Aécio destacou ainda que as eleições de 2010 terão um “fator novo” que será a ausência da candidatura de Lula. “É um fator completamente novo”, afirmou ele, informando que esse detalhe pode alterar o quadro político nacional.
Sorridente, o governador além de fazer elogios à Dilma também destacou as virtudes do presidente Lula. Segundo Aécio, o sucessor do presidente encontrará um “país bem melhor”, mas ressaltou que o próprio Lula também encontrou um país melhor ao suceder o ex-presidente Fernando Henrique Cardoso (PSDB).
Críticas
Sem mencionar o nome do governador de São Paulo, José Serra (PSDB), com quem deverá disputar as prévias no PSDB, Aécio criticou os que reagem à realização das consultas internas na legenda.

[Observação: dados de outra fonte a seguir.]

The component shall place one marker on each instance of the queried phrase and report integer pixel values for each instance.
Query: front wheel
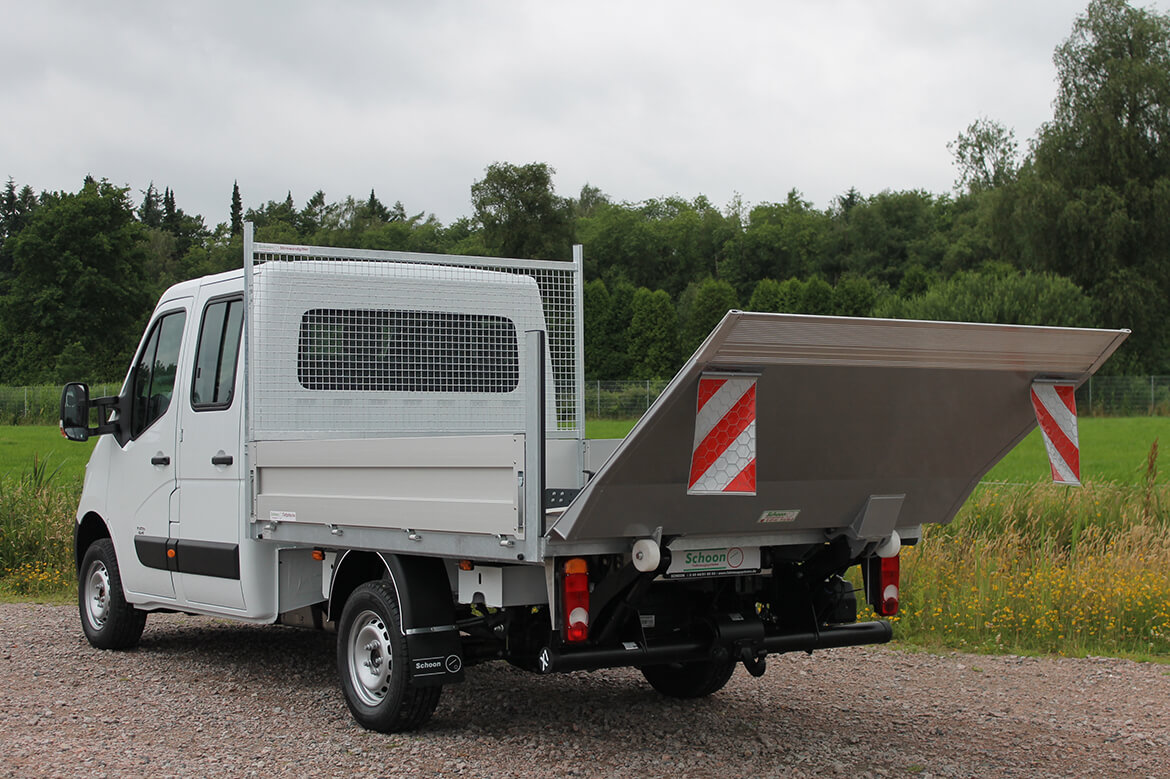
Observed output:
(107, 619)
(693, 680)
(373, 663)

O recado foi para o tucano paulista.
“A definição do candidato do PSDB não será unilateral ou de um grupo restrito no que depender da minha ação. Por isso defendo uma consulta mais ampla ao partido. Será a oportunidade para definir também qual será o projeto (da legenda)”, disse ele.
Aécio disse que quer participar da “renovação” do PSDB e afirmou que pretende participar da escolha do nome que irá enfrentar o candidato, apoiado por Lula, nas eleições presidenciais. A questão da realização das prévias no partido depende de decisão do Tribunal Superior Eleitoral (TSE) que deverá julgar ainda este mês uma consulta da Executiva Nacional da legenda.

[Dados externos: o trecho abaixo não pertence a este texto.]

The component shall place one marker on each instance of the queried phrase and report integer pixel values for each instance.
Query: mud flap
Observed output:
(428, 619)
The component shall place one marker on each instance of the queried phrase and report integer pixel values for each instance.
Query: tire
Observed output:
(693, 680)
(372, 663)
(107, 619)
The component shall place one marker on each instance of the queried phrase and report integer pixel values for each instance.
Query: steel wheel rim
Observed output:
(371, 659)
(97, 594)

Aécio reiterou que pretende intensificar suas viagens pelo País, numa espécie de caravana pré-eleitoral. O objetivo dele é preparar os palanques regionais e articular as alianças locais em seu favor.
Paralelamente, o tucano apóia o movimento dos 19 deputados dissidentes do PSDB, que criticam o comando do atual líder da bancada na Câmara, José Aníbal (SP), mas pede que eles não se envolvam diretamente no processo de disputa de forças internas. O movimento dos dissidentes rachou o partido.